Mit Utschitel würde es jemanden treffen, der es sich in der kulturpolitisch prekären Filmbranche bisher eigentlich gut eingerichtet hatte. Der Leiter des neuerdings wieder hoch dotierten St. Petersburger Dokumentarfilmfestivals Message to Man hatte schließlich im Frühjahr 2014 seine Unterschrift unter den Aufruf russischer Kulturschaffender zur Unterstützung von Putins Krim-Politik gesetzt.

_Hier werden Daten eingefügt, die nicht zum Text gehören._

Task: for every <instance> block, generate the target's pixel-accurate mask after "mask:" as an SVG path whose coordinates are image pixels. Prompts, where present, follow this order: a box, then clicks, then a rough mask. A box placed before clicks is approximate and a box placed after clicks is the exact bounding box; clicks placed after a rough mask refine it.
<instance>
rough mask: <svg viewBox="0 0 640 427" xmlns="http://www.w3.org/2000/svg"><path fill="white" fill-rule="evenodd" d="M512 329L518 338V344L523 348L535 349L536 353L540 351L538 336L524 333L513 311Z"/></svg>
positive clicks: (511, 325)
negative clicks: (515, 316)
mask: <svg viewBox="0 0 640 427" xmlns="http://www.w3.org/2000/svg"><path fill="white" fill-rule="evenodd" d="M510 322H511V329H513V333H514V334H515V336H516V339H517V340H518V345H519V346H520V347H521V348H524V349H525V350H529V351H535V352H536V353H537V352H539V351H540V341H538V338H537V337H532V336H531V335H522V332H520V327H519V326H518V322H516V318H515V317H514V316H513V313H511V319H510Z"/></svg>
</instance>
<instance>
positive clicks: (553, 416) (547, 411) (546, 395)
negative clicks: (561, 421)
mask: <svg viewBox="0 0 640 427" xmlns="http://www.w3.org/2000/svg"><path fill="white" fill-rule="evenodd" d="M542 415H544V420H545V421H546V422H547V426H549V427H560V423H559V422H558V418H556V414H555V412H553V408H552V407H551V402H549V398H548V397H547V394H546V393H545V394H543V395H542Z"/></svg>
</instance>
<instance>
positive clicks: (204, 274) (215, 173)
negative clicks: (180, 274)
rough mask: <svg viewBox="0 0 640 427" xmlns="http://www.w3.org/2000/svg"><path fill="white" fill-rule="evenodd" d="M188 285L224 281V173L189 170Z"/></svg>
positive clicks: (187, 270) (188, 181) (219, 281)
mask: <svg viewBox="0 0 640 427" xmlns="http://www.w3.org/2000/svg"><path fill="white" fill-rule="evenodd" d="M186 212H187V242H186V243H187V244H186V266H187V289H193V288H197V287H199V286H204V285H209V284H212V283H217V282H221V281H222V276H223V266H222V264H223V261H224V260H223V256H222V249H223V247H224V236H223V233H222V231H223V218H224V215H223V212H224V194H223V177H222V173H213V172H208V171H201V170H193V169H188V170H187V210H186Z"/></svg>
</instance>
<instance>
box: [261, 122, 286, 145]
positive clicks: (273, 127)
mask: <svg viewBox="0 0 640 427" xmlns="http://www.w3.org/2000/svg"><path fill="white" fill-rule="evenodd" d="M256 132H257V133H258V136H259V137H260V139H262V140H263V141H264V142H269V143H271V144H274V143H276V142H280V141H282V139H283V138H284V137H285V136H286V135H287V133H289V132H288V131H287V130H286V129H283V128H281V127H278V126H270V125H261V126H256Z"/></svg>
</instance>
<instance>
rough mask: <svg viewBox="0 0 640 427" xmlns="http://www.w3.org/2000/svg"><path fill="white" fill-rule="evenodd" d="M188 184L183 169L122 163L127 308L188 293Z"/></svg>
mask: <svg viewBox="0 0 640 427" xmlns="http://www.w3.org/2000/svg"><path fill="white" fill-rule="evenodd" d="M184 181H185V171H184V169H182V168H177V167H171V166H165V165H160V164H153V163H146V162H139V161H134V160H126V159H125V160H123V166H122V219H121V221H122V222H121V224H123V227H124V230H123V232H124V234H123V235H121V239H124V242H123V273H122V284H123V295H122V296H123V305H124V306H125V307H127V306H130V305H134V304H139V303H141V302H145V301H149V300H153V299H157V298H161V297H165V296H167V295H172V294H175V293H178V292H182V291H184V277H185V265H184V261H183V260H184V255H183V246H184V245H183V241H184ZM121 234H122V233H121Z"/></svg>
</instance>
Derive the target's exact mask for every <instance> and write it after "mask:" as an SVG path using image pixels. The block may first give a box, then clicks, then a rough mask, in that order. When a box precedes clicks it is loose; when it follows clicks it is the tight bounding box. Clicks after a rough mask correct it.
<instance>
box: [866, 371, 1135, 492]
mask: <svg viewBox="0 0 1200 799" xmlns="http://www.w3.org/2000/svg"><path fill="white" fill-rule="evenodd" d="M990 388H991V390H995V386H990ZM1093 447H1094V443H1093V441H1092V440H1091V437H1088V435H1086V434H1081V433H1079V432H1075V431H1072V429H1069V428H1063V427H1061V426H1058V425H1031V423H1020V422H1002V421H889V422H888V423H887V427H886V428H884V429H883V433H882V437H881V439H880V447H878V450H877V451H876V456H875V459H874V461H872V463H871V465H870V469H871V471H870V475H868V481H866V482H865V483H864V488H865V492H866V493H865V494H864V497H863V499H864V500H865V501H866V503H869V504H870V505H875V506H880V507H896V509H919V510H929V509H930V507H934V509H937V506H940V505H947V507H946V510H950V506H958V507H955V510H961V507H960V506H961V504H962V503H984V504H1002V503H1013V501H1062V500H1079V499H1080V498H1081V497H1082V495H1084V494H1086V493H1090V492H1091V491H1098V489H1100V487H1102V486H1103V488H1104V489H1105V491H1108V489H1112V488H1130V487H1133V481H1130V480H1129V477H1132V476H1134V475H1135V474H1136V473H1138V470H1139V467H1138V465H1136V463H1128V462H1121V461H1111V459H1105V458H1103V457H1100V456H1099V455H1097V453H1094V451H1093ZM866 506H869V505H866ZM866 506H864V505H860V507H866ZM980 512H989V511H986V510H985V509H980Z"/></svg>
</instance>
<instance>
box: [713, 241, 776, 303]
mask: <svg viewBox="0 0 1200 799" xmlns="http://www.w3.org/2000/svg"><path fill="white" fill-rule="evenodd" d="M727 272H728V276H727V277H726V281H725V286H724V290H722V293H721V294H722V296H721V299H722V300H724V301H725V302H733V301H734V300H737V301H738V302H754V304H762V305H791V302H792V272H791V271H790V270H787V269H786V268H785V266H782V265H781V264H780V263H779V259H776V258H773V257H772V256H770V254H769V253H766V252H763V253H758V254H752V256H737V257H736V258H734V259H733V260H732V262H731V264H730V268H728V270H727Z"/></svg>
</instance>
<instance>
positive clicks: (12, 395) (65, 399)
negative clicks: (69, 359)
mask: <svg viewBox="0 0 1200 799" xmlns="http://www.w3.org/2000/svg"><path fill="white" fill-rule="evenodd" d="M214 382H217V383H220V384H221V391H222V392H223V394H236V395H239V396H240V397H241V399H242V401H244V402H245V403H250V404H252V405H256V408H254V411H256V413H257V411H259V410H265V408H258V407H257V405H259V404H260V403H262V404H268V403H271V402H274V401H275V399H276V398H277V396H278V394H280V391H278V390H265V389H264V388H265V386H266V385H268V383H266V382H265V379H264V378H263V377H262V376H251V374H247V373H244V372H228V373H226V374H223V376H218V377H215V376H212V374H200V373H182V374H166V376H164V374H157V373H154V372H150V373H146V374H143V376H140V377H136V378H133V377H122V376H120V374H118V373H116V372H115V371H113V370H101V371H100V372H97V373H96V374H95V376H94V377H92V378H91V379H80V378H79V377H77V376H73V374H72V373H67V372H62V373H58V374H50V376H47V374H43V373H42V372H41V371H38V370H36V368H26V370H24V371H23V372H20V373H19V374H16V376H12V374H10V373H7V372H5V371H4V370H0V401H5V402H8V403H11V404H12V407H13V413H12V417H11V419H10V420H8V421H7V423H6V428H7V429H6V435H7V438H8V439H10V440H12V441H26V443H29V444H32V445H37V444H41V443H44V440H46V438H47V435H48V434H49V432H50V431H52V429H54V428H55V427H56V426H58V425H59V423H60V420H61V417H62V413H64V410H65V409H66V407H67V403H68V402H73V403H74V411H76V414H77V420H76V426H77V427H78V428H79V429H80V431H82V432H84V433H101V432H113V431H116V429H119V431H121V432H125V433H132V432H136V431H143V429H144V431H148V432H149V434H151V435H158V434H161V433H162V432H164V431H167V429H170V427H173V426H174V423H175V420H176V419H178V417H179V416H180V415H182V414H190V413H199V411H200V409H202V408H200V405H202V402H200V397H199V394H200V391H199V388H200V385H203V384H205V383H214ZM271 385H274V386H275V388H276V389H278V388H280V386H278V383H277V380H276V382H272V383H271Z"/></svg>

Steil nach oben verläuft hingegen die Erfolgskurve von Altmeister Andrei Kontschalowski. Sein erzählerisch verspieltes Holocaust-Drama Paradies, in Venedig mit dem Silbernen Löwen für die beste Regie ausgezeichnet und Russlands offizieller Kandidat im Rennen um den Auslands-Oscar, war das künstlerische Aushängeschild der Russischen Filmwoche. Sie wurde in diesem Jahr bezeichnenderweise nicht im repräsentativen Berliner Kino International eröffnet, sondern im sehr viel weniger internationalen Russischen Haus der Wissenschaft und Kultur. Kontschalowskis großartiges Schauspielerensemble agiert subtil, neben Gattin (und Superstar) Julia Vysotskaya, die eine russische Emigrantin in der französischen Résistance spielt, haben in der bayerischen Koproduktion Christian Clauß und Peter Kurth (als Nazis) tragende Rollen.

Fingerspitzengefühl braucht, wer die Russische Filmwoche kuratiert. Es empfiehlt sich etwa, Filme auszuwählen, die vom russischen Kulturministerium und seinem wichtigsten Fördergremium, dem Fond Kino, finanziert sind. Dass das nicht immer automatisch für naheliegende Kompromisse und politische Eindeutigkeiten steht, führten die beiden Genre-Hits im Programm vor: Der Fälscherkrimi Reine Kunst – der, so gebietet es das Protokoll, als Eröffnungsfilm lief, schließlich fungiert Regisseur und Produzent Renat Davletiarov als Mitorganisator der Filmwoche – und der aktuelle russische Verleih-Hit-Katastrophenfilm Eisbrecher, eine Riesenproduktion in der Regie des bisherigen Autorenfilmers Nikolaj Khomeriki.

Nicht zufällig ist es jeweils das hübsch-unschuldige Gesicht von Pyotr Fyodorov, das über die tiefen Gräben hinwegsehen lässt, die die russische Gesellschaft prägen. Beide Filme können als Kommentar auf die aktuellen politischen Verhältnisse gelesen werden.

Welch Sinnbild

Einmal gibt Fyodorov den jüngsten von drei Kapitänen auf dem Eisbrecher Michail Gromow, der – tatsächlich 1985 – 133 Tage durch die Antarktis trieb. Kumpelhaft demokratisch packt Fyodorovs Figur mit an, wo Not am Mann ist. In einer Führungsposition, bemerkt der altgediente Steuermann (die Vox populi), empfiehlt sich das nicht. Schon nach der ersten Krise kommt es zum Putsch, es übernimmt ein Intrigant, dessen Machtgier keine Grenzen kennt.

Doch der computeranimierte Eisberg rückt näher. Das Zentrum schickt nun die alte Garde, und dieser dritte Kapitän repräsentiert unhinterfragbare Autorität, verrennt sich dabei aber (geplagt von den Altlasten der Vergangenheit) in sturer Isolation. Das Staatsschiff in der Tauwetter-Krise – welch Sinnbild für Putins Russland. Was am Ende die Kollision mit dem Giganten verhindert, ist die brüderliche (Frauen und Hunde kommen nur am Rande vor) Vereinigung der drei ungleichen Souveränitätsmodelle. Nur gemeinsam, den Geist des Stalinismus mit jenem der Perestroika vereinend, sind sie stark.

Reine Kunst, ein Krimi rund um einen russischen Kunstfälscherring, der auffliegt, weil der Kreml dabei zufällig ein Bild erhält, das er dem US-Präsidenten schenkt (dreistes Drehbuch, ja), legt die Machtapparatur schließlich scheinbar bloß. Und vertuscht sie doch, wie das eben nur im Genrefilm geht: Mafia und Staatssicherheit (mit „eisernem Felix“ an der Wand) arbeiten Hand in Hand. Das Opfer: der Künstler. Vielleicht ist das die letzte Parabel, die noch erzählt werden kann.